Steht allerdings die Hilfe im Haushalt der Gastfamilie im Vordergrund, so ist die Gegenleistung als Arbeitslohn zu behandeln.

Sozialversicherung

1 Sozialversicherungsrechtliche Beurteilung

Die Au-pair-Tätigkeiten müssen grundsätzlich im Einzelfall daraufhin geprüft werden, ob eine sozialversicherungspflichtige Beschäftigung ausgeübt wird. Von einem Betreuungsverhältnis besonderer Art – und damit nicht von einer Beschäftigung gegen Arbeitsentgelt – ist auszugehen, wenn ein Au-pair

  • wie ein eigenes Kind in die Gastfamilie aufgenommen ist,
  • ohne feste Arbeitszeit nur gelegentlich im Haushalt mithilft und
  • neben freier Unterkunft und Verpflegung ein Taschengeld erhält, das monatlich 260 EUR nicht überschreitet.

Sofern die vorgenannten Voraussetzungen alle erfüllt werden, liegt keine Beschäftigung im Sinne der Sozialversicherung vor. Damit fallen keine Sozialversicherungsbeiträge für das Au-pair an.

Unabhängig hiervon muss das Au-pair im Krankheitsfall abgesichert sein, sodass ggf. der Abschluss einer privaten Krankenversicherung erforderlich ist.
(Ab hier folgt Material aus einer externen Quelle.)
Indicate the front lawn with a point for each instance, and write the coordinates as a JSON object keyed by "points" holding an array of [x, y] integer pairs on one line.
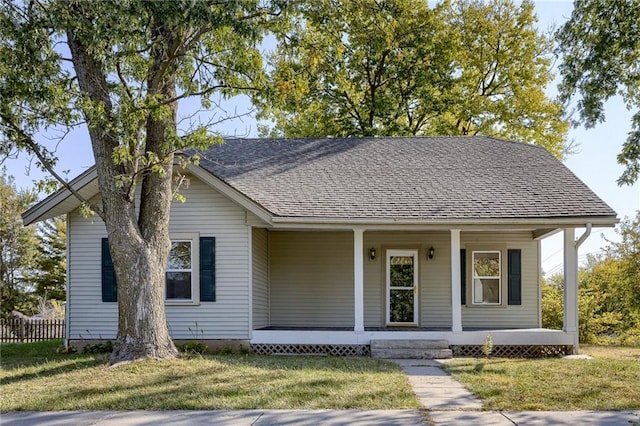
{"points": [[609, 381], [35, 377]]}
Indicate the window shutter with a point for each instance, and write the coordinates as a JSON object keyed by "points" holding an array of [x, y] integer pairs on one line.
{"points": [[109, 284], [515, 277], [463, 276], [207, 269]]}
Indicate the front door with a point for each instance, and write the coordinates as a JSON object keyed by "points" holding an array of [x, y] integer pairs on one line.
{"points": [[402, 287]]}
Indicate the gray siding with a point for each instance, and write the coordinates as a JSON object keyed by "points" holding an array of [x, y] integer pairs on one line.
{"points": [[311, 279], [508, 316], [260, 277], [435, 279], [205, 212], [434, 297]]}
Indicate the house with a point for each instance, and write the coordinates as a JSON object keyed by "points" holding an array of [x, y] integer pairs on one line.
{"points": [[325, 245]]}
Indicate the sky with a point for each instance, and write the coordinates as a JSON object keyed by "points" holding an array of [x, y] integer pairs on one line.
{"points": [[594, 161]]}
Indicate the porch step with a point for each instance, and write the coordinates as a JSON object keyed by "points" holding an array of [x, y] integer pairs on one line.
{"points": [[404, 349]]}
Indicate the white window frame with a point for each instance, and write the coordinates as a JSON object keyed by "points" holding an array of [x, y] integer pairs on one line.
{"points": [[194, 239], [416, 277], [474, 277]]}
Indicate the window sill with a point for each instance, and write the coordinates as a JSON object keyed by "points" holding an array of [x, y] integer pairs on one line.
{"points": [[486, 305], [181, 303]]}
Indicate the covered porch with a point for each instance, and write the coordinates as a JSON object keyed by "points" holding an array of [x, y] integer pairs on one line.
{"points": [[362, 312]]}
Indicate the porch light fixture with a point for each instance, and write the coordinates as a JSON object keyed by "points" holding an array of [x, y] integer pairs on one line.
{"points": [[431, 252]]}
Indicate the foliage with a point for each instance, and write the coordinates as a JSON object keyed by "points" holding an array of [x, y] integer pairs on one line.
{"points": [[611, 285], [609, 381], [552, 302], [18, 248], [42, 380], [367, 68], [194, 348], [600, 48], [98, 348], [121, 71], [487, 345], [608, 292], [49, 273]]}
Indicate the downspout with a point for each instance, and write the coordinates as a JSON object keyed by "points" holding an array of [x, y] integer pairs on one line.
{"points": [[577, 245], [584, 236]]}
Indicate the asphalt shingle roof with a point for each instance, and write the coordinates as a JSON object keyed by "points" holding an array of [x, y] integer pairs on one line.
{"points": [[430, 178]]}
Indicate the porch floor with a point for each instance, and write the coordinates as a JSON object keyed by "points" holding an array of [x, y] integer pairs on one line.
{"points": [[397, 328]]}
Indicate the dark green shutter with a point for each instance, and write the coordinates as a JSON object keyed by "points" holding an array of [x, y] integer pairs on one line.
{"points": [[207, 269], [109, 284], [463, 276], [515, 276]]}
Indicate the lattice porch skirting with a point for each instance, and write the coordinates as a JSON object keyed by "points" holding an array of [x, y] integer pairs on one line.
{"points": [[289, 349], [513, 351]]}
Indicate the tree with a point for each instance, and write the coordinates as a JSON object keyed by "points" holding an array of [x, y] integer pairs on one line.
{"points": [[366, 68], [18, 247], [359, 68], [600, 49], [608, 292], [49, 273], [121, 69], [553, 302]]}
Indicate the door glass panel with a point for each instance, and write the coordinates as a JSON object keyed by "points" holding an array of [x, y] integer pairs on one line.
{"points": [[401, 270], [401, 306]]}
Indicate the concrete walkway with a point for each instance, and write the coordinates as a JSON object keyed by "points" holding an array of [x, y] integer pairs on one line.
{"points": [[436, 389], [320, 417], [445, 400], [217, 417]]}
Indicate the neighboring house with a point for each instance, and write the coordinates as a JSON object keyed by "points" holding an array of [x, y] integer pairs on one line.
{"points": [[327, 244]]}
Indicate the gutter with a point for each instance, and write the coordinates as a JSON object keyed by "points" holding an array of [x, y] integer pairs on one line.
{"points": [[584, 236]]}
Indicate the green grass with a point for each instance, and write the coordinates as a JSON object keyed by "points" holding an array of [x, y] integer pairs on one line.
{"points": [[609, 381], [35, 377]]}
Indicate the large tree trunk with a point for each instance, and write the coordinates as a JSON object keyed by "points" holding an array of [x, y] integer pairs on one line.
{"points": [[138, 235]]}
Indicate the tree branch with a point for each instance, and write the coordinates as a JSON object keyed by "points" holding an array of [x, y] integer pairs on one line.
{"points": [[35, 148]]}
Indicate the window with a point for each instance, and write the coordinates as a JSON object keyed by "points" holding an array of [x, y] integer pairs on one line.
{"points": [[486, 277], [179, 271], [190, 274]]}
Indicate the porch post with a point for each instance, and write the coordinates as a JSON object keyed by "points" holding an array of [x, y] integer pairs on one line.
{"points": [[571, 286], [358, 280], [456, 307]]}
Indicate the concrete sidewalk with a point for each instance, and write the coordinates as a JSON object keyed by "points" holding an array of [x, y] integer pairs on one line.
{"points": [[217, 417], [445, 400], [320, 417], [436, 389]]}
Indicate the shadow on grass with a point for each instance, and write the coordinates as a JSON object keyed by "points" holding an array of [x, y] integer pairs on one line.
{"points": [[209, 382]]}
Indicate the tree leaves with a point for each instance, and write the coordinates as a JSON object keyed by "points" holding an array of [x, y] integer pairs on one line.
{"points": [[366, 68], [600, 49]]}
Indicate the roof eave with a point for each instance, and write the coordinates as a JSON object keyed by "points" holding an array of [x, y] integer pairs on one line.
{"points": [[492, 223], [46, 208]]}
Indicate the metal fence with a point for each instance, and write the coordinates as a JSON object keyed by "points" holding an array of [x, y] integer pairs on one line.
{"points": [[17, 330]]}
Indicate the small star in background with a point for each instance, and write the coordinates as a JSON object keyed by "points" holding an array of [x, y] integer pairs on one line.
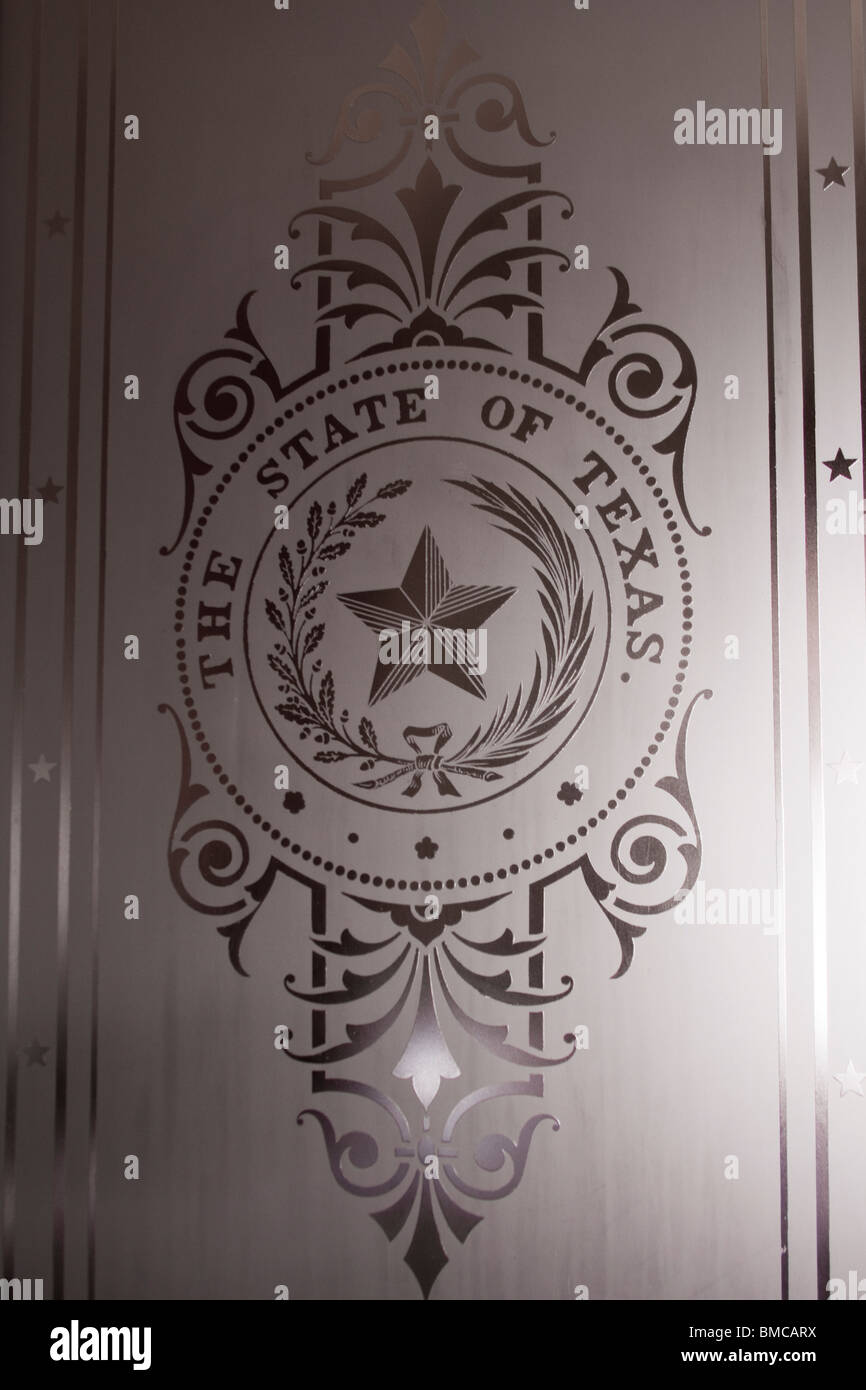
{"points": [[35, 1054], [57, 224], [834, 174], [42, 770], [50, 491], [569, 792], [840, 467], [845, 770], [851, 1079]]}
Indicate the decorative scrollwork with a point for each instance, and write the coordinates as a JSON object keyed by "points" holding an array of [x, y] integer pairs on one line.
{"points": [[638, 375], [216, 399]]}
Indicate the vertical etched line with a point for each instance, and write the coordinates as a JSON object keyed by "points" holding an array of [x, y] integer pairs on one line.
{"points": [[25, 412], [100, 666], [774, 638], [68, 655], [858, 81], [816, 772]]}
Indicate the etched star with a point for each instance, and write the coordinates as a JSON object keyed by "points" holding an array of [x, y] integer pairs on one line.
{"points": [[50, 491], [840, 466], [42, 769], [35, 1052], [833, 174], [427, 599], [57, 224], [845, 770], [851, 1079]]}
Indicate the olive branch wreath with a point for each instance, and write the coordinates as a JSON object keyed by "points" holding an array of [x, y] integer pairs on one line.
{"points": [[520, 722]]}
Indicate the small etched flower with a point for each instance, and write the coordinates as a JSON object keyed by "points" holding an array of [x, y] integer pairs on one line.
{"points": [[569, 792]]}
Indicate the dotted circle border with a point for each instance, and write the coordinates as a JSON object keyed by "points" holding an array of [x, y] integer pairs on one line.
{"points": [[562, 845]]}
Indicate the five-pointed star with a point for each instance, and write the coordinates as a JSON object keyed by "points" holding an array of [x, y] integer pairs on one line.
{"points": [[42, 770], [35, 1054], [845, 770], [840, 467], [50, 491], [57, 224], [834, 174], [851, 1079], [428, 599]]}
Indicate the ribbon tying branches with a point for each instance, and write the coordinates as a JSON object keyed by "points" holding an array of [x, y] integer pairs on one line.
{"points": [[430, 761]]}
2 Geringfügige Beschäftigung

Liegt kein Betreuungsverhältnis besonderer Art, sondern eine Beschäftigung gegen Arbeitsentgelt vor, kommt eine geringfügig entlohnte Beschäftigung für Au-pairs grundsätzlich in Betracht. Bei Au-pairs sind die Regelungen für geringfügig Beschäftigte in Privathaushalten anzuwenden, da ihre Beschäftigung durch einen privaten Haushalt begründet wird und die Tätigkeiten sonst gewöhnlich durch Mitglieder des privaten Haushalts erledigt werden (z. B. Kinderbetreuung, Wäsche waschen, Zubereiten von Mahlzeiten). Für geringfügige Beschäftigungen in Privathaushalten ist das sog. Haushaltsscheck-Verfahren obligatorisch, sodass Zuwendungen unberücksichtigt bleiben, die nicht in Geld gewährt werden. Demzufolge sind die Sachbezugswerte für freie Unterkunft und Verpflegung nicht dem Arbeitsentgelt zuzurechnen. Das monatliche Arbeitsentgelt von Au-pairs in Form des Taschengeldes i.  H.  v. 260 EUR überschreitet daher nicht die Geringfügigkeitsgrenze in Höhe von 450 EUR.